This afternoon, Joshua and I attended the matinee performance of Rossini’s opera seria, “Tancredi”, presented by Opera Boston.
“Tancredi” is a noble work, with a noble score, and I did not want to miss a rare opportunity to attend a stage presentation of the work.
Ewa Podles sang the role of Tancredi, and she provided the only enjoyment of the afternoon.
Podles has a remarkable contralto voice, a voice of great power, depth and range (three octaves). Podles is not a particularly subtle artist, but she is a unique one.
Josh and I last heard Podles precisely three years ago, when she appeared in Rossini’s “La Donna Del Lago” presented by Minnesota Opera. Her voice has lost some of its gleam over the last three years, but she still possesses a remarkable instrument.
The performance itself was a trial to endure.
We do not live in an age of Rossini conductors, but Opera Boston should have engaged a conductor more suited to Rossini than Gil Rose, Music Director of Opera Boston, who clearly found nothing of interest in the score. The music did not come alive for a single moment in what proved to be a very long afternoon.
Opera Boston utilizes a pick-up orchestra, and the results were about what one might expect. Since Rossini’s orchestra is smaller than the orchestra of Weber, and Rossini’s orchestral writing much less complicated than Weber’s, today’s playing was not as shockingly bad as the playing in last year’s “Der Freischutz”, which had to be heard to be believed. Nonetheless, the orchestra’s work today provided no pleasure whatsoever.
None of the other singers was at Podles’s level. Podles overpowered every other singer on stage, including the poor young woman who sang Amenaide (who was blown away by Podles in their duets).
Opera Boston apparently has very little money. The “Tancredi” production was bare-boned, the stage direction elementary if not amateur (and entirely lame). It was all very listless. I was surprised that the company did not make more of an effort to provide a suitable setting for one of Rossini’s most inspired works.
The costumes were particularly unflattering as well as cheap-looking to an extraordinary degree. They looked off-the-rack from J.C. Penney.
The company should have settled for a concert presentation of the score.
Opera Boston needs to reduce its ticket prices. The public is not getting its money’s worth.
Ticket prices for “Tancredi” ranged from $29.00 to $132.00 per seat, five times more than the quality of the company’s presentation warranted. More irritating still was a $7.00 per ticket transaction fee and $2.00 order fee tacked on to each purchase.

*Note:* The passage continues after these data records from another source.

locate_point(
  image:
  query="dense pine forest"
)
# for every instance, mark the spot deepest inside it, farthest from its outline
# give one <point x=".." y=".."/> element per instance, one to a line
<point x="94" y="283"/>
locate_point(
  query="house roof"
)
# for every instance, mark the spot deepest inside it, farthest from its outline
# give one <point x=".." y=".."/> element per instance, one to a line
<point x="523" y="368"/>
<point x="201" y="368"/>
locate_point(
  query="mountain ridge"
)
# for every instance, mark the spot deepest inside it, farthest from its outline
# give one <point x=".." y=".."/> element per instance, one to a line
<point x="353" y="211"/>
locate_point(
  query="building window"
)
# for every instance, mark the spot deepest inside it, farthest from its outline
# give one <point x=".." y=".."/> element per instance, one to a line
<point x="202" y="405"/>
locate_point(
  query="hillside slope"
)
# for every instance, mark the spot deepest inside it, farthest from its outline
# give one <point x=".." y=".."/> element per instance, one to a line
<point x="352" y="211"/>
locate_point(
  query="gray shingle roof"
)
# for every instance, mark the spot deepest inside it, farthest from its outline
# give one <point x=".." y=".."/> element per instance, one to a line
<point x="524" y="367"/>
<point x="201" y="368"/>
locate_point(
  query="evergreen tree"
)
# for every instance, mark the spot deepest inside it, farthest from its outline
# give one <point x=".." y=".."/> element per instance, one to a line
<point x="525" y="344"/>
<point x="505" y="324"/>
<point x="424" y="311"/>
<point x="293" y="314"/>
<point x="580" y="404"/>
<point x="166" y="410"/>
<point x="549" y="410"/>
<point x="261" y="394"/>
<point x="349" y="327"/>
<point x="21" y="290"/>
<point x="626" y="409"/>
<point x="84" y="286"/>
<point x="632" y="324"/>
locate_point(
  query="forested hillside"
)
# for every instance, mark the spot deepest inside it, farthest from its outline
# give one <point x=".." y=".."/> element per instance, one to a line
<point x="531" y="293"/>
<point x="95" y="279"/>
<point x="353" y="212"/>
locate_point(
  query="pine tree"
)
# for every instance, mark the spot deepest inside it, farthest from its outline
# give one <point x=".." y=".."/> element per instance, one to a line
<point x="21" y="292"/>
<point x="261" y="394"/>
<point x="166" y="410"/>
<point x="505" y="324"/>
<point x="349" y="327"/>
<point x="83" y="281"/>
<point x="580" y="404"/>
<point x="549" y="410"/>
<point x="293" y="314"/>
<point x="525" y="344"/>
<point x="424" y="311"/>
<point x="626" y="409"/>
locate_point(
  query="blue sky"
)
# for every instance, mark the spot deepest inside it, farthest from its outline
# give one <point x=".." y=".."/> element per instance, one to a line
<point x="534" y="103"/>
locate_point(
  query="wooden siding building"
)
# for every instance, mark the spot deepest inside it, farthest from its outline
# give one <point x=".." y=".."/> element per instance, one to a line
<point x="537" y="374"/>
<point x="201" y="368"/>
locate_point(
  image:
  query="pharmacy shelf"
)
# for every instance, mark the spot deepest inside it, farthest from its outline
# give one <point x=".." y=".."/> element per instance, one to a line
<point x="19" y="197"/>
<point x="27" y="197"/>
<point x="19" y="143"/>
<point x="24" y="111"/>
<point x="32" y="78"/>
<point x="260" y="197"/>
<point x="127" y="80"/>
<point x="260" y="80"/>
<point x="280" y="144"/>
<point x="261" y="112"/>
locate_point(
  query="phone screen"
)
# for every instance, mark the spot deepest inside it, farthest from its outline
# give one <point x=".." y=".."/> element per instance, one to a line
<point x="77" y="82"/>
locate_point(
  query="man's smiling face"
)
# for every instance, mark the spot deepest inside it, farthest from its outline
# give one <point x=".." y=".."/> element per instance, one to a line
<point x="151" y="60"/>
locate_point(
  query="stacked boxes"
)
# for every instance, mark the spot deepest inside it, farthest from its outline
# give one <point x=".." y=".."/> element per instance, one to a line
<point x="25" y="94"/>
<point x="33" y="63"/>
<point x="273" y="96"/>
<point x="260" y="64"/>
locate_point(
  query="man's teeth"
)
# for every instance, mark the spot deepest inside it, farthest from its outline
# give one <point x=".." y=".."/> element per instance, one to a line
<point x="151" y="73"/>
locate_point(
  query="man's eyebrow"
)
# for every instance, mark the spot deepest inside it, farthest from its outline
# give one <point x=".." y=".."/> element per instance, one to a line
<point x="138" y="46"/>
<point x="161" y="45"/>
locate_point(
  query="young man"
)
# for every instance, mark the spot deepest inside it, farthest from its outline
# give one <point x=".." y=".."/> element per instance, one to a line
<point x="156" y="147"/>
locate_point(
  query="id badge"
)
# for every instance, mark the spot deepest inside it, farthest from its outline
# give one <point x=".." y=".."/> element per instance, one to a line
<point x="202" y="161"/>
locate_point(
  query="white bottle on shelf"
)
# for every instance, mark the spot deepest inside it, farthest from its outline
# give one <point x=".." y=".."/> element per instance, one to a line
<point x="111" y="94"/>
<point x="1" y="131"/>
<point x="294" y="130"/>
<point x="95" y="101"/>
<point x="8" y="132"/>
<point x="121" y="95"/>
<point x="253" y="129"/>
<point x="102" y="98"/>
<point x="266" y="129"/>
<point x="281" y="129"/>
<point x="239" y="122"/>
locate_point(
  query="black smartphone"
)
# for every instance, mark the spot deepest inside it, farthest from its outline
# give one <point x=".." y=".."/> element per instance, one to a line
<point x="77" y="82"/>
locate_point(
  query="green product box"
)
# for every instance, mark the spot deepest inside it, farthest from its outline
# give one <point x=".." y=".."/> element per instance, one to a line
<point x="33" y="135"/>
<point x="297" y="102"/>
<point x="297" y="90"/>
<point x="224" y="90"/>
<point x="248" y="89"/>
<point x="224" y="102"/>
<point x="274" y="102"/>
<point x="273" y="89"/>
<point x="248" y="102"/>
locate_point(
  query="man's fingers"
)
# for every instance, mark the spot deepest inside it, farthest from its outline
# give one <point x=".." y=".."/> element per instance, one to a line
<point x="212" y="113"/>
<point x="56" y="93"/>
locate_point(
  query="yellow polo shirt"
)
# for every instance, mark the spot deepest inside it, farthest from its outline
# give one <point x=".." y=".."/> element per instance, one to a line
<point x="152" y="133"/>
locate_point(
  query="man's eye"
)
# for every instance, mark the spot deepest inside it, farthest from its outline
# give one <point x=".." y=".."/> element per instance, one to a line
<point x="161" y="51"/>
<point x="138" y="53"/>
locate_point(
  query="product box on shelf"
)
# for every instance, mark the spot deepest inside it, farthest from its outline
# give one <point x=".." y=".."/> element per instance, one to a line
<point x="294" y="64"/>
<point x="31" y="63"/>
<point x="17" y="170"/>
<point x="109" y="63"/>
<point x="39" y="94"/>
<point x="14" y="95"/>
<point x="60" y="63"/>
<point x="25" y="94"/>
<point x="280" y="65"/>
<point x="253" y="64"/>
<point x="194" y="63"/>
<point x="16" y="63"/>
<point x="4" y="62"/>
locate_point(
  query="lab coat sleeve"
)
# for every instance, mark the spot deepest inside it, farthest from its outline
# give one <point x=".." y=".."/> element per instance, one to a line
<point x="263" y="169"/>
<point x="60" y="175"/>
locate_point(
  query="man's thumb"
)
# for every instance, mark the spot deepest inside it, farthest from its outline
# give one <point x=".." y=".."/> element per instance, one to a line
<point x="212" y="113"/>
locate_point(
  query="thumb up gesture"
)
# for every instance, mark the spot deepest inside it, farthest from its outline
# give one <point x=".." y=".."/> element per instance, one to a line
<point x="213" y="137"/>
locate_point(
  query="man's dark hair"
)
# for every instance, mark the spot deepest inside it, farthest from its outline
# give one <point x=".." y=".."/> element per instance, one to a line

Today’s performance was not well-attended—we observed lots of empty seats—and I suspect a good portion of the opera patrons that were present this afternoon had been issued complimentary tickets.
I am told that the Boston Symphony and The Handel And Haydn Society are papering their halls like crazy these days.
I suspect Opera Boston has been reduced to the same practice.
Ticket sales for “Tancredi” have been so poor that this coming Tuesday night’s performance, the final night of the “Tancredi” run, will play to a near-empty house if paying patrons—and only paying patrons—are in attendance.